We spend a lot of time away over the summer. We are blessed to both be home for the summer since my husband is a teacher. It might be financially irresponsible, neither of us working in the summertime, but I don’t think we’ll ever regret these summers with our kids. Before we know it they’ll be off on their own.
So summer means lots of lazy mornings and late nights. Ice cream and cheeseburgers. Lounging by the pool and drinks on the porch.
It also means “clean eating” falls by the wayside. My blog is being neglected again. And I post in my groups less often.
I love the sense of freedom we have in the country bungalow where we spend most of our summer. But it can be hard to build a routine and it’s definitely hard to eat right! Right now, in this house, there are donuts, Double Stuff Oreos, Chewy Chips Ahoy, a plethora of sugar cereals, Doritos, Cheetos, Extra Toasty Cheez Its, at least 3 flavors of ice cream, Sour Patch Kids, Skittles, Rolos…I could go on and on. And that’s not including the main meals that often consist of foods I don’t eat normally at home. White pasta, perogies, raviolis, homemade mac and cheese, french fries. Ugh.
At home, I have control over what food is in the house for the most part. During the summer we live very communally with my in-laws. And there are lots of kids. Which means lots of snacks. And a lot more temptation. Throw into the mix the fact that I’m up late every night and sleeping in tight quarters and it spells trouble.
So what am I doing about all this health and fitness stuff? Some days are harder than others, but for the most part, I’m doing a few things to minimize the impact of this summer living…
- I’m keeping up with my workouts. I’m not doing hour-long workouts six days a week. But I am doing something almost every day. I started a workout program that has me lifting weights four days a week. The other days I either go for a walk or a run. Some days it’s five strenuous miles, some days it’s just a half hour strolling in the woods. But I’m moving.
- I drink my Shakeology. Almost every day. I know it’s helping me get some nutrition in and it minimizes the damage I’ll do the rest of the day. Chances are good I’ll eat less crap if I get that shake in.
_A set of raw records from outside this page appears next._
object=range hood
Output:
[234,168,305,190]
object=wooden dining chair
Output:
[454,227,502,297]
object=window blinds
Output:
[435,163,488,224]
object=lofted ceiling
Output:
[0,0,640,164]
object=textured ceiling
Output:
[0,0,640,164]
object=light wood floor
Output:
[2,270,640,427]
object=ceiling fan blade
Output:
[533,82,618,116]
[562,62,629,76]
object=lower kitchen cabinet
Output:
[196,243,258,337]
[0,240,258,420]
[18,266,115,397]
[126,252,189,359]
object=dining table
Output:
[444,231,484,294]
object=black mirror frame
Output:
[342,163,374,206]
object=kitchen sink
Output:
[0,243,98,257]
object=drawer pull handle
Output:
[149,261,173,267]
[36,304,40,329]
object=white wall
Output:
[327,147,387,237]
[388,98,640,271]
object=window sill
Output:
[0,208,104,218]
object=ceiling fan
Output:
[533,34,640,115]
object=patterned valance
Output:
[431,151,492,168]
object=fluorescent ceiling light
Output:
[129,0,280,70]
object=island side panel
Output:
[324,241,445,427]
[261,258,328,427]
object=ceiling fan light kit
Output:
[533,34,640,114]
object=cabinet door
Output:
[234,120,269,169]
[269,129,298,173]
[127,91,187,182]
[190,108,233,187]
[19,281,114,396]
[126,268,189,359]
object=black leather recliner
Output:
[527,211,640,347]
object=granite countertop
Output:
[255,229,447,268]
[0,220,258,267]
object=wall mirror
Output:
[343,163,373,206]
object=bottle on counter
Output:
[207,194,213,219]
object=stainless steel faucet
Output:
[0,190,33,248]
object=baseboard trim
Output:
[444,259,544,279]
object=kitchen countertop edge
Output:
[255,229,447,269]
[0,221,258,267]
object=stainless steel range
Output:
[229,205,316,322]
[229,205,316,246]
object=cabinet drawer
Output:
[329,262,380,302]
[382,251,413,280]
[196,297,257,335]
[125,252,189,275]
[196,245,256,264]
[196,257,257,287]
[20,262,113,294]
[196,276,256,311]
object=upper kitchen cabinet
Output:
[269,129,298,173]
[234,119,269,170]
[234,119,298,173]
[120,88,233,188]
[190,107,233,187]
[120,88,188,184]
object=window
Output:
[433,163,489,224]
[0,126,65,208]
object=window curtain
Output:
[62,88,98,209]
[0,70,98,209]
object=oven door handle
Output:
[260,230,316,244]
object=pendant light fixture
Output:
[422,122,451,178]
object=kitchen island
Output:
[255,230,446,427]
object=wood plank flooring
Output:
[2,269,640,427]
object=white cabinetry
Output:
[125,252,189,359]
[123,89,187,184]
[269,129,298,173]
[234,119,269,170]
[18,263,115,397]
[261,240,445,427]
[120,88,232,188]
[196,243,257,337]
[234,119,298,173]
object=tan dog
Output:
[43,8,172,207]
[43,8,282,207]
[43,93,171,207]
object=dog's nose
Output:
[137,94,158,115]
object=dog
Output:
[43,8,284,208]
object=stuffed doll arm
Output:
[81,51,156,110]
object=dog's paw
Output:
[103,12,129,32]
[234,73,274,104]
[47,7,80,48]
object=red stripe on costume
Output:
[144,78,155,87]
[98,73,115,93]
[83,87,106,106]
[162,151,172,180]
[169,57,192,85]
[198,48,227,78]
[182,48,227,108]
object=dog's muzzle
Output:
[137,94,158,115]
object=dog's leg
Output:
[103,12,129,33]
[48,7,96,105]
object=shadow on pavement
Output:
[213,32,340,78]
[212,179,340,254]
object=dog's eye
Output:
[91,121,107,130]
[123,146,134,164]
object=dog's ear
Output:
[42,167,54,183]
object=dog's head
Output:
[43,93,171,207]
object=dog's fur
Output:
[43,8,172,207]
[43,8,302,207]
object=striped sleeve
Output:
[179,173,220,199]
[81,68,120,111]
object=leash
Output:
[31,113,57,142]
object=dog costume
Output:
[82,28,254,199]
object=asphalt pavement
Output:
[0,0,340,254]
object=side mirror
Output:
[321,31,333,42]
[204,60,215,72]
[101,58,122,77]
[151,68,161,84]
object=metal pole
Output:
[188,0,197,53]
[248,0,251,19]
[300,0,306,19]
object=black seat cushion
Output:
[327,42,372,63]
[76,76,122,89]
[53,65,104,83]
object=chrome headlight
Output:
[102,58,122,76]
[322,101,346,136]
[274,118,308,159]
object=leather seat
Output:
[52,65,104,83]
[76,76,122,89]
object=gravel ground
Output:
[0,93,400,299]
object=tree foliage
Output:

- I drink my water. I’m not nearly as good about it as I am when I’m in a more settled routine, but I do stay pretty hydrated.
- Intermittent fasting. I really feel like this has helped me not gain 50 pounds this summer. I’ve stuck with my habit of not eating until 11 or 12:00. I’m used to it, I like the way I feel with it, and I think it gives my body time to deal with all the nonsense food I’m consuming. You can read more about intermittent fasting in this post.
That’s about it. I’m not really feeling so great about the state of things right now. I’m frustrated with myself for making bad choices that affect the way I feel. But it could be worse. As far as my own fitness goals go, I’m doing ok. I’m definitely feeling a little “fluffy,” but I haven’t really gained weight. I’m not in the shape I was in at the end of the school year, but I’m feeling pretty strong. I know if I could just stay a little more on track with my nutrition, I’d feel better and I’d see more results from the workouts I’m doing. But I’m not being too hard on myself.
I’m trying to enjoy the chaos, to soak it up before we go back to reality and routine. I’m doing enough so that I hopefully don’t undo too much progress, but not pushing myself. It’s summertime and I don’t want to spend time worrying and stressing.
I do try to carve out a few minutes in the morning to think about my goals, jot down ideas. Be more intentional. Remember who I am in my regular world. This party can’t go on forever.
How do you stay on top of things in the summertime? Any tricks to enjoy the summer life without feeling like you’re skipping a beat with real life?